Тело Дорманожа лежало в постели, терзаемое горячкой, а душа его болталась между Мирами, выжидая, пока крохотная частичка урнгурской смолы окончательно истает в огне болезни. Смрад близкой смерти уже висел в воздухе.
Унгат вернул душу в тело, чуть пошевелив пальцами. Волна боли захлестнула Дорманожа, но он нашел в себе силы открыть глаза.
– Ты пришел убить меня? – прошептал он.
Унгат с силой пнул жестяной таз с нечистотами у ложа больного. И ушел под покров невидимости.
Для глаз Дорманожа чародей исчез. Зато дверь распахнулась, и в комнату заглянул приставленный к Дорманожу монах. Увидев, что умирающий очнулся, он крикнул в коридор.
– Эй, кто там! Позовите брата Хара!
– Ну как ты, брат? – воскликнул Хар, упав на колени рядом с постелью.– Мы уж и не верили…
– В моем сундуке…– прохрипел Дорманож.– Желтая шкатулка. Смола.
Хар бросился в сундуку, откинул крышку, живо отыскал шкатулку. Сломал кинжалом замок. О Величайший! Этого хватит на дюжину раненых.

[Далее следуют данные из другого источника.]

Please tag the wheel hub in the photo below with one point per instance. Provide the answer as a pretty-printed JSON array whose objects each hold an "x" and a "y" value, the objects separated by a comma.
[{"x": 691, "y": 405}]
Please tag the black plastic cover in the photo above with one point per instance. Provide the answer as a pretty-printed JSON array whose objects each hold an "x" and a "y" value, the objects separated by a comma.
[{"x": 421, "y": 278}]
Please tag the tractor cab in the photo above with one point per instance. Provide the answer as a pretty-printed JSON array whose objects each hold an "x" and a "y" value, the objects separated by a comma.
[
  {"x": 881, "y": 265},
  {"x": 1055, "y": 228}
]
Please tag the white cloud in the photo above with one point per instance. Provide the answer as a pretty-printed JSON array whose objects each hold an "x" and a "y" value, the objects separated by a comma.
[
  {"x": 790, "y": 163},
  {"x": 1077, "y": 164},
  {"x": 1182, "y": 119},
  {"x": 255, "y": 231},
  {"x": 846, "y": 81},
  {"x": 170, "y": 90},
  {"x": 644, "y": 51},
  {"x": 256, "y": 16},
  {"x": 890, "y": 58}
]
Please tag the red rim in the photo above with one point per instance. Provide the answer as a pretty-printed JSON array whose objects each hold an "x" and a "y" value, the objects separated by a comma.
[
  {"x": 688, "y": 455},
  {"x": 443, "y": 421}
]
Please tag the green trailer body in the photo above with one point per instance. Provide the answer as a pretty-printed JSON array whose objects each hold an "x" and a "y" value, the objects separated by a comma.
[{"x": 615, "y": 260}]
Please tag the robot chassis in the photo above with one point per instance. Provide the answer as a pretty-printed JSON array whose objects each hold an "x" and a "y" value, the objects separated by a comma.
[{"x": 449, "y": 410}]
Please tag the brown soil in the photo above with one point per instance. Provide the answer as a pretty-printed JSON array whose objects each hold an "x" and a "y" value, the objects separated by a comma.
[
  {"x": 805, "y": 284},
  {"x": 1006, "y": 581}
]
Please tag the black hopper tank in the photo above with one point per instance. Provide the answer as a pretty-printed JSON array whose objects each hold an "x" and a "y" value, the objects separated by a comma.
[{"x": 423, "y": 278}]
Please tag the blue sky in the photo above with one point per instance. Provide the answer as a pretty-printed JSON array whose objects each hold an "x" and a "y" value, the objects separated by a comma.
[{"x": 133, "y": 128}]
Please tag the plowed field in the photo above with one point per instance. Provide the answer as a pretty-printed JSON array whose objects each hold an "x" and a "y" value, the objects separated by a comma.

– Лекаря сюда! – закричал он.
Спустя несколько минут лекарь открыл рану Брата-Хранителя и, морща нос от дурного запаха, пропихнул внутрь тонкую черную колбаску. Скверная рана, гнилая. Но урнгурская смола сильнее любой гнили.
Лекарь тщательно натер руки мыльным камнем и ополоснул водой.
– Ну? – спросил Хар, встревоженный тем, что Брат-Хранитель снова впал в беспамятство.
– Теперь выживет,– уверенно ответил лекарь.
– Молодец.
Лекарь пожал плечами. Его заслуга в спасении монаха невелика. Со смолой любой может стать целителем.
Хар закрыл шкатулку. Там оставалось довольно волшебной смолы. Но кусочек размером в палец покоился теперь и у него в кошельке.
«Вот так Величайший вознаграждает за щедрость»,– подумал он.
Унгат поднялся на чердак, затем на крышу и послал зов дракону.
Его не волновало, что подумают хуридиты, увидевшие, как дракон садится на крышу обиталища.